When It Comes to Mortgage Protection, 30 Year Term Life Insurance Is the Way to Go
We all know that the cost of homeownership has risen significantly in recent years – thanks to exorbitant home prices and high-interest rates. So it may come as no surprise that for many first-time homebuyers in Canada, owning a home can be dependent on:
- having two steady streams of income
- getting financial help from mom and dad
- using an inheritance
- dipping into a TFSA, RRSP, or the newly introduced First Home Savings Account (FHSA)
- taking on larger & longer mortgages than ever before
- all of the above
These days, the cost of a mortgage can be several times higher than an individual’s annual income – which is why it’s becoming more and more common to take on a mortgage of 30 years (or more), up from the standard 25-year amortization period (i.e., the length of time it will take to pay off your mortgage in full).
So with 30+ years of debt to pay down, what does that mean if a homeowner were to pass away unexpectedly?
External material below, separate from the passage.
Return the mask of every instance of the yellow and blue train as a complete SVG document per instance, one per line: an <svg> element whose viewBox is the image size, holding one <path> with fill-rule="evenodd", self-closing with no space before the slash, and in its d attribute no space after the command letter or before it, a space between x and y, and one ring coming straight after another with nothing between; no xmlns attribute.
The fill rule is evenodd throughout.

The unfortunate reality is that their loved ones would be left with a significant financial burden, would likely struggle to keep up with the mortgage payments, and may have to sell the family home.
Even in the best-case scenario – where a family could afford to continue making mortgage payments on a single income – there may not be enough savings to cover other unexpected expenses or emergencies.
The good news is, there’s a simple and affordable way to save your loved ones from the financial hardship of taking on mortgage payments without your help: Term life insurance.
What is term life insurance and how will it cover my mortgage?
Term life insurance is a type of life insurance policy that provides coverage for a specific period of time, typically ranging from 10 to 30 years. It’s a good option for mortgage protection because it provides a cost-effective way to ensure your mortgage payments are covered in the event of your untimely death.
By selecting the right term length, you can rest assured that your loved ones won’t be forced to sell their home while they are grieving the loss of a spouse or parent – especially important if you have children that go to school and participate in extra-curricular activities in the community.
Which term is best for mortgage protection?
That all depends on how many years you have left on your mortgage. If you just purchased a home and you have several decades of payments ahead of you, 30-Year Term life insurance is likely the best option for you. If you’ve got less than 10 to 20 years to go, than you may want to consider Term 10 life insurance or Term 20 life insurance.
What amount of coverage do I need?
Now that you’ve determined the ideal term, it’s a good idea to understand what amount of coverage you would need to pay off your mortgage. While it’s always best to speak to an expert, you can get a general idea by using a life insurance calculator. You will need to consider your outstanding mortgage balance, inflation, and any future expenses.
How much does term life insurance cost?
Luckily, term life insurance is typically more affordable than other types of life insurance policies, such as whole life, making it a more accessible option for homeowners with other financial obligations, like home renovations, saving for retirement, or paying for their children’s education. For example, a non-smoker in their late 30s can expect to pay approximately $45 to $55 a month for $500,000 worth of coverage.
Here’s what a 35-year-old non-smoker can expect to pay for two different coverage options:
$500K in coverage | $1M in coverage | |
---|---|---|
Male | $56.70 / month | $106.20 / month |
Female | $43.20 / month | $77.40 / month |
What happens if my mortgage is paid off before the term ends?
Unlike mortgage insurance from a bank, term life insurance can be used towards any expenses (even a family vacation!) in the event of the policyowner’s untimely death. So if your mortgage is paid off, great! This gives your loved ones the option to use the death benefit (i.e., a payment made to designated family members or other loved ones) to pay off other debts, cover the cost of household maintenance, or put it towards your children’s post-secondary education, wedding, or a down payment on their future home. The options are endless – it’s your beneficiaries’ money, after all – not the bank’s. If you think about it that way, they can do it with as they please.
Thanks to today’s exorbitant housing prices, it is more important than ever to get coverage for your mortgage. The best way to go? A term life insurance policy that covers the numbers of years until your mortgage is paid off – and for many Canadians these days, that’s Term 30 life insurance.